Ich weiß, es ist ein äußerst sensibles Thema, dennoch möchte ich den Betroffenen Mut machen in Erwägung zu ziehen, die Beatmung auszuprobieren. Alle ALS-Erkrankten, die mir bekannt sind, können nicht mehr reden oder ziemlich unverständlich... ich meine, durch die Kanülierung verlieren sie ja nicht mehr die Möglichkeit des Sprechens, aber eine ausreichende Atmung würde ihnen wieder mehr Lebensqualität geben, der Körper bekommt wieder mehr Sauerstoff und das Kohlendioxid vergiftet nicht mehr den Körper und schwächt den Kopf .

Warum finde ich in Beschreibungen der Diagnose ALS immer nur die Lebenserwartung von noch 2-5 Jahren nach Diagnosestellung, aber so gut wie gar nicht, dass die Lebenserwartung mit künstlicher Beatmung bei ALS doch noch um ein mehrfaches höher sein könnte? Ich kenne mehrere an ALS erkrankte Menschen, die alle nicht mehr selbst sprechen und schlucken können und bis auf die Augen völlig bewegungslos sind. Dennoch nehmen sie weiterhin am Leben teil und sind froh um jede Stunde, die Ihnen geschenkt wird. Die Beatmeten, die ich kenne, haben alle Familie. Sie sind froh weiterhin für ihre Kinder da sein zu können, alle sind perfekt im Umgang mit dem Augengesteuerten Eye-Gaze-Sprachcomputer und sie sind über die nun schon mehreren dazu geschenkten Jahre durch die Beatmung sehr glücklich. Sie leiden alle an keiner juvenilen ALS-Form, sie sind völlig bewegungslos, doch im Kopf extrem fit und in der Lage z.B. weiterhin die Geschäftsführung zu übernehmen, auf Vortragsreisen zu gehen und Rockkonzerte zu besuchen etc.. Zusätzlich 5 – 10 Jahre dazu geschenkt zu bekommen, ist toll und tatsächlich immer wieder möglich, wenn eine gute Heimbeatmung mit optimaler Beatmungsgeräteeinstellung und guter Bronchialtoilette durch fachgerechtes effizientes endotracheales Absaugen sicher gestellt wird. Das ist meine Überzeugung aus 7-jähriger Erfahrung.

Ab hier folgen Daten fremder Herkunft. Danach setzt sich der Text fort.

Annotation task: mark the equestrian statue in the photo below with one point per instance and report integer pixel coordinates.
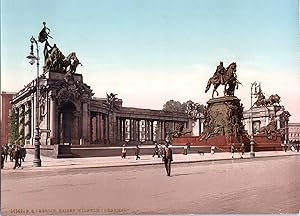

Jetzt habe ich schon viel zu viel Platz für meine Ausführungen  gebraucht, musste es stark raffen, doch es ist so ein wichtiges Thema, dennoch sprengt es hier leider den Rahmen. Trotzdem hoffe ich die richtigen Worte gefunden zu haben und niemand damit zu kränken oder zu verärgern, sondern den Betroffenen, Angehörigen und Pflegenden Mut zu machen, sich zu informieren, damit man aufgeklärt seine ganz persönliche Entscheidung trifft, die egal, wie sie getroffen wird, dann immer die richtige für einen selbst ist.